Although it took quite some time before the first electronic studios were financed, at first in 1958 in Salzburg and later in Vienna, the interest in electronic and electro-acoustic music has not faded. Centers are located in Graz and Vienna, and the experimental electronic scene is still very much alive. There are quite a few composers of electronic and electro-acoustic music (just to name a few: Katharina Klement, Karlheinz Essl, Marco Ciciliani, Elisabeth Schimana, Daniel Lercher, Hui Ye, Michael Zacherl) that compose traditional electronic/electro-acoustic music (either pure, as a playback with instrumentalists or in the form of live electronics), but are also active as improvisers in various experimental music scenes. Alternating, as well as fluid boundaries included.

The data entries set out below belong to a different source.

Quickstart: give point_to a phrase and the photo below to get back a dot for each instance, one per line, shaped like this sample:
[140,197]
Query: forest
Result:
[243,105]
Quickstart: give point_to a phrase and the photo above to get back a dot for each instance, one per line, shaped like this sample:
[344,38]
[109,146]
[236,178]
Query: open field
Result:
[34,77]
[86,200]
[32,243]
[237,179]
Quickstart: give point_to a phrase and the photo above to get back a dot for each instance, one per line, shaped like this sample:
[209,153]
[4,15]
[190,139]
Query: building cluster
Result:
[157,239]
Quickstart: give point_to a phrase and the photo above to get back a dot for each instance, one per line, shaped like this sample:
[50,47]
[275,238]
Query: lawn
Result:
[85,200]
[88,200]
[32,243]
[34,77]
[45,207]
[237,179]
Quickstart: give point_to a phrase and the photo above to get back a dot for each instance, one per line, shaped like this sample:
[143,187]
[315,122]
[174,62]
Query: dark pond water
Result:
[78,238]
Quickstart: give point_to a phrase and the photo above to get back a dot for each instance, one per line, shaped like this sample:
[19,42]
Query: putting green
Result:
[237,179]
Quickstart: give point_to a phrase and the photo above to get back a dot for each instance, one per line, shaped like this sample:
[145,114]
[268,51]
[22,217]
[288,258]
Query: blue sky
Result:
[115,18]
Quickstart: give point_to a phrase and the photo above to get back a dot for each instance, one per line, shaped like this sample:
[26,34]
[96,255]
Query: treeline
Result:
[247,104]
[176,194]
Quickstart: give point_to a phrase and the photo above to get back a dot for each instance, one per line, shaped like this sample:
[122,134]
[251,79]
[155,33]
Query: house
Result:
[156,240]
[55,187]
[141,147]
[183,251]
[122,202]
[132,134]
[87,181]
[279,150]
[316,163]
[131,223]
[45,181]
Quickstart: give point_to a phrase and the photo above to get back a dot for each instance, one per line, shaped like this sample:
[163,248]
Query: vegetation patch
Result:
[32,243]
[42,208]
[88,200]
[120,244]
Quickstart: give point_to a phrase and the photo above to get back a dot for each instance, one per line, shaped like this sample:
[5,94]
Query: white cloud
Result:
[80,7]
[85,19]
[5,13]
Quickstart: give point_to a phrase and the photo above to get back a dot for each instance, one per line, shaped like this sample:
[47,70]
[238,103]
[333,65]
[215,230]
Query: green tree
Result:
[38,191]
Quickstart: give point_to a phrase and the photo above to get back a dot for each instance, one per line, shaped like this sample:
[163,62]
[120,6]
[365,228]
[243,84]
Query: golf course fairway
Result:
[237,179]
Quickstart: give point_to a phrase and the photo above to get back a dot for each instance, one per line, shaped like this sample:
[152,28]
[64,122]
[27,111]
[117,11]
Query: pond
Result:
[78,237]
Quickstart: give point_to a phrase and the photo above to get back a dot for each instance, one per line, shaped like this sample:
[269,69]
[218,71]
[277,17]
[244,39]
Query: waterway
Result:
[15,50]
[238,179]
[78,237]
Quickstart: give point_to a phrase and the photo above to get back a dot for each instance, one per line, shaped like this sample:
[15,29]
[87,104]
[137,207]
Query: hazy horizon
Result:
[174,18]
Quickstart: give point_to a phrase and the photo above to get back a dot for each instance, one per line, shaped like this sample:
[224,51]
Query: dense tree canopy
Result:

While in earlier days composers of electronic and electro-acoustic music were tied to large electronic studios to realize their work, this is not the case anymore. Of course there are exceptions, especially when extremely complex interconnections, sound editing or sound distribution processes have to be developed and require special studio equipment and/or technical knowledge. However, due to the countless possibilities of electronic composing, this does not necessarily apply to each composer. With the range of various programs, the domestic laptop has nowadays replaced a large electronic studio. It should also be noted that with the easy access of computing power, the aesthetic design possibilities have expanded. Particularly in the past fifteen to twenty years a lot of things have changed. Not only in the performance of the domestic laptop as a studio computer, but also regarding new forms of interaction. In 2006 the first live Internet concerts (for example part 8 of “Die große Partitur”) by Elisabeth Schimana and Seppo Gründler were literally an experiment – with numerous interfering factors such as slow transmission etc.. Today these experiments are almost normal, with the result that the attention is ultimately focused on the aesthetic content. The possibilities in the live electronic field are now endless, for example complex sound analysis methods such as granular synthesis, which uses for his compositions.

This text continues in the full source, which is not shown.